Mozilla Rocked: The Story Behind Why A Popular Technologist Resigned After Only 9-Days As CEO
The events of March and April were tumultuous at Mozilla. A much loved co-founder, Brendan Eich, had risen to the point of being nominated as CEO of Mozilla but yet just 9 days later was forced to resign and leave Mozilla entirely after being with the firm for 16 years.
Mozilla has a culture of being open source, inclusionary and accepting of everyone. This meant that employees loved to work with Mozilla, found their mission inspiring and the latest push to create the Firefox OS on mobile devices to be something to watch closely.

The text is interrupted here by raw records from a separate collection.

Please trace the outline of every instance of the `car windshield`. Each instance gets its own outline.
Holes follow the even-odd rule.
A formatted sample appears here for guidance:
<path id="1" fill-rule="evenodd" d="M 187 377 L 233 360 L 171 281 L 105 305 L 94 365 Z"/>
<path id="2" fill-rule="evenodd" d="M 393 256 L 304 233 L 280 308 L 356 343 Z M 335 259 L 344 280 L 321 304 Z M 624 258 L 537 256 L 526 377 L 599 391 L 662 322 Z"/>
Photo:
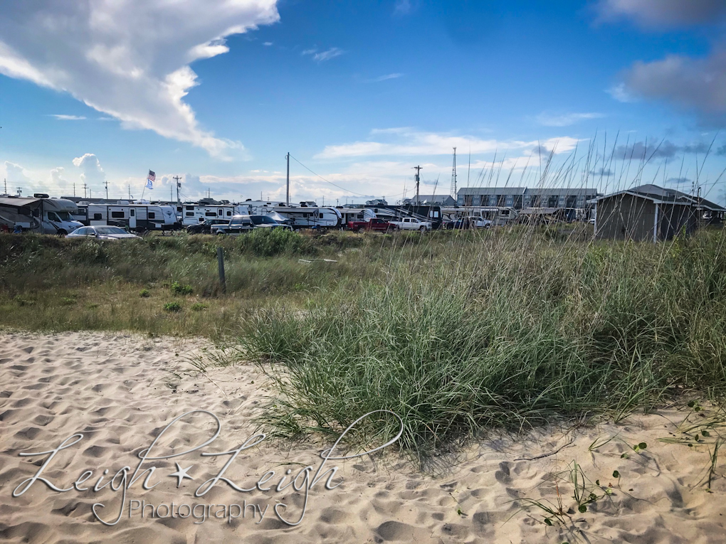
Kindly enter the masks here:
<path id="1" fill-rule="evenodd" d="M 277 223 L 272 218 L 267 217 L 266 215 L 252 215 L 250 218 L 252 219 L 252 222 L 256 225 L 274 225 Z"/>
<path id="2" fill-rule="evenodd" d="M 97 227 L 96 232 L 99 234 L 128 234 L 121 227 Z"/>

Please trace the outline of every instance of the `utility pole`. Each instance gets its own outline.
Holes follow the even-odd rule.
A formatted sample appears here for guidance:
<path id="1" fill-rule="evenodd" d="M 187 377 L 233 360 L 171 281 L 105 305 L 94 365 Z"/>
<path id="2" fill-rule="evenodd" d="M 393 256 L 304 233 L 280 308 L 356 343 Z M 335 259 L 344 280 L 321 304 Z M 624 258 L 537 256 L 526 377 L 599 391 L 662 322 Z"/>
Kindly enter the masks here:
<path id="1" fill-rule="evenodd" d="M 418 199 L 418 184 L 420 179 L 419 176 L 419 172 L 423 170 L 423 168 L 422 168 L 420 166 L 414 166 L 413 169 L 416 170 L 416 176 L 414 176 L 414 179 L 416 181 L 416 205 L 418 206 L 420 205 Z"/>
<path id="2" fill-rule="evenodd" d="M 452 196 L 456 198 L 456 147 L 454 148 L 454 168 L 452 168 Z"/>
<path id="3" fill-rule="evenodd" d="M 285 197 L 285 202 L 288 206 L 290 205 L 290 152 L 287 152 L 287 154 L 285 155 L 285 158 L 287 160 L 287 192 Z"/>
<path id="4" fill-rule="evenodd" d="M 176 182 L 176 205 L 181 206 L 182 201 L 179 200 L 179 189 L 182 187 L 182 178 L 179 176 L 174 176 L 174 181 Z"/>

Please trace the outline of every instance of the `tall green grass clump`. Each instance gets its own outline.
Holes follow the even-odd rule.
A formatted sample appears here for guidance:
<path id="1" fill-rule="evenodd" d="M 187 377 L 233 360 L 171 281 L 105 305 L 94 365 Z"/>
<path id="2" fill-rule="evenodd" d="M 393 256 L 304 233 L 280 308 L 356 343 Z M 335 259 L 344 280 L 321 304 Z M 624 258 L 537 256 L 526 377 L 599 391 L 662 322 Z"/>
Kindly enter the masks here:
<path id="1" fill-rule="evenodd" d="M 333 289 L 306 311 L 259 313 L 242 342 L 274 365 L 277 434 L 338 434 L 389 410 L 419 458 L 485 428 L 618 419 L 689 390 L 720 399 L 724 242 L 722 232 L 656 245 L 527 231 L 487 233 L 449 260 L 409 247 L 423 258 L 392 257 L 385 281 Z M 361 431 L 385 439 L 397 425 Z"/>

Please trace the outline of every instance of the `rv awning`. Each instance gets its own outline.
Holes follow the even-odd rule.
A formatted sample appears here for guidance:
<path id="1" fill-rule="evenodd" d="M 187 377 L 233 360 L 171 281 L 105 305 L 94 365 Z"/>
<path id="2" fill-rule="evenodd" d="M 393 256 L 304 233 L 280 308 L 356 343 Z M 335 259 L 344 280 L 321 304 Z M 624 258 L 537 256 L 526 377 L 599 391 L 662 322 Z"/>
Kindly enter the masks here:
<path id="1" fill-rule="evenodd" d="M 23 207 L 23 206 L 27 206 L 29 204 L 39 202 L 42 199 L 43 199 L 41 198 L 23 198 L 22 197 L 0 197 L 0 206 L 5 206 L 7 207 Z"/>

The trouble with this perfect vision begin when information surfaced about the anti-gay marriage stance of the new CEO, Eich. His views were already known, but when it came to light that he had made a political donation to Proposition 8 promoting a California bill not to support gay marriage rights, this created a new problem with more heat under it.
Ground Roots Action Against The CEO
A number of prominent technologists came out against the anti-gay marriage stance of the Mozilla CEO stating that it wasn't in keeping with the Mozilla foundations' edict of inclusion. Then certain groups began to suggest boycotting some Mozilla products like Firefox and the Mozilla board began to become concerned. In fact, as early as just 3 days into the tenure of the new CEO, one board member mooted the idea of asking the CEO to step down. So much for electing your new CEO and then backing them.
Unable To Lead Effectively Due To Reputational Issues
The firestorm continued with the new CEO unwilling to publicly change his views to appease follows of Mozilla. Ultimately, it became untenable to continue in his position and he resigned just 9 days after he became CEO, walking out of the company he was co-founder of 16 years ago. Since then he's been little seen or heard from, with only a few tweets being sent out and one public appearance at an industry trade show.
Inclusion and Exclusion
One interesting point that Eich did point out post-exit was that Mozilla has a policy of inclusion, which failed to include himself who had unpopular views. The point being that it seems to be inclusion only when it suits, which is no kind of inclusion at all.
There are several ways to look at the issue of personal and political views in technology management. Commentators objected to someone with what they felt was anti-gay rights views being at the helm of Mozilla. On the flip side, it could also be said that a minority have successfully pushed out a successful and widely respected executive for his personal views where no one can cite any examples of his views affecting his work performance.
Has the world become to P.C. now that no one can have personal views without some group of individuals using that to push them out of their job? If so, what kind of a world is that?